Campbell había sido siempre antisocialista. Su temperamento ácrata y excéntrico casaba mal con lo que se sabía de los bolcheviques. Pero, además, vivía en Toledo el 18 de julio. Había hecho amistad con los carmelitas de la Ciudad Imperial, cuyo convento atisbaba desde su hogar mientras trabajaba casi al ritmo de la campana monacal.
En esos temibles momentos prometió al santo que traduciría al inglés sus versos si salían vivos del trance. Cumplió el voto, y es hoy todavía la versión más celebrada.
Amigo de Evelyn Waugh, C.S. Lewis, T.S. Eliot o J.R.R. Tolkien (quien se inspiró en él para el personaje de Aragorn –Viggo Mortensen- en El Señor de los Anillos), Campbell fue un poeta admirado por su talento y aborrecido por su disidencia.
Fue soldado voluntario (ya maduro y con familia) durante la Segunda Guerra Mundial al servicio de Su Majestad, y trabajó en la BBC. Pero la progresía jamás le perdonó que confesase a Cristo y defendiese a Franco. Ataviado por Londres a menudo con sombrero cordobés y capa española, a nadie dejaron indiferente ni sus ideas... ni la perfidia que rezumaban los atrabiliarios versos satíricos con que fustigó a sus enemigos.

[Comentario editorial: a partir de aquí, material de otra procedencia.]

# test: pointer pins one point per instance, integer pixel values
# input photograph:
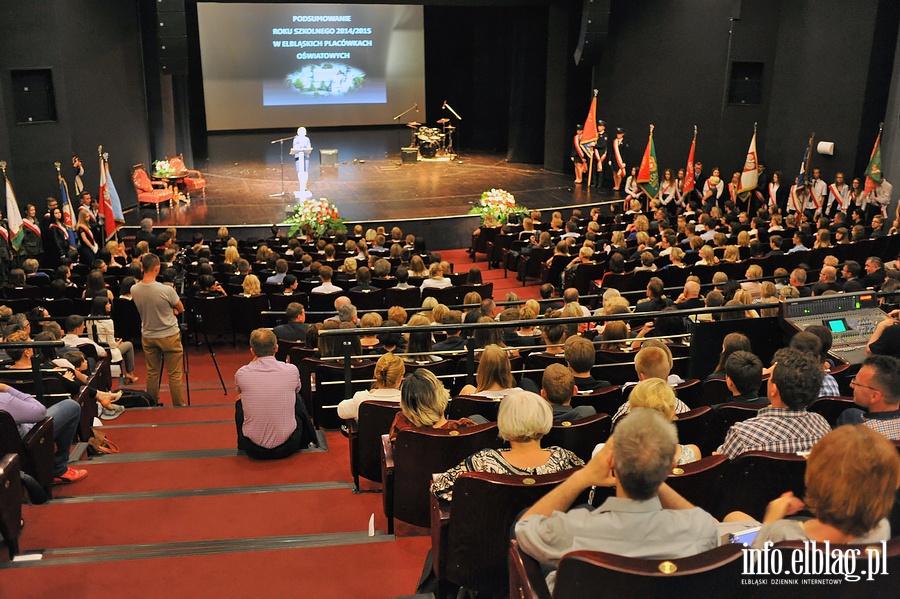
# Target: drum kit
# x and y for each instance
(433, 141)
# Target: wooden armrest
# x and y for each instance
(39, 460)
(387, 480)
(440, 522)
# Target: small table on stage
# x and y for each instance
(172, 184)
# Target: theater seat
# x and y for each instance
(149, 192)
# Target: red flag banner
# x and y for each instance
(589, 133)
(689, 171)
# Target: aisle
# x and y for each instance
(179, 514)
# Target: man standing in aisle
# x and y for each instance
(158, 306)
(301, 150)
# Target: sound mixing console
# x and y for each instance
(851, 317)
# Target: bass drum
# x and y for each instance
(428, 149)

En 1957 murió en Portugal al salirse su vehículo de la carretera. En el país que salvó su alma, el nombre de Campbell se fue apagando. Una paradoja más. Como sus versos, puñales o pinceles, pero siempre de una sonoridad y una rima únicas en la literatura inglesa del siglo XX. ¡Tal vez porque las manos que protegieron de la barbarie la mística Llama de amor viva se habían criado en la tierra de los leones!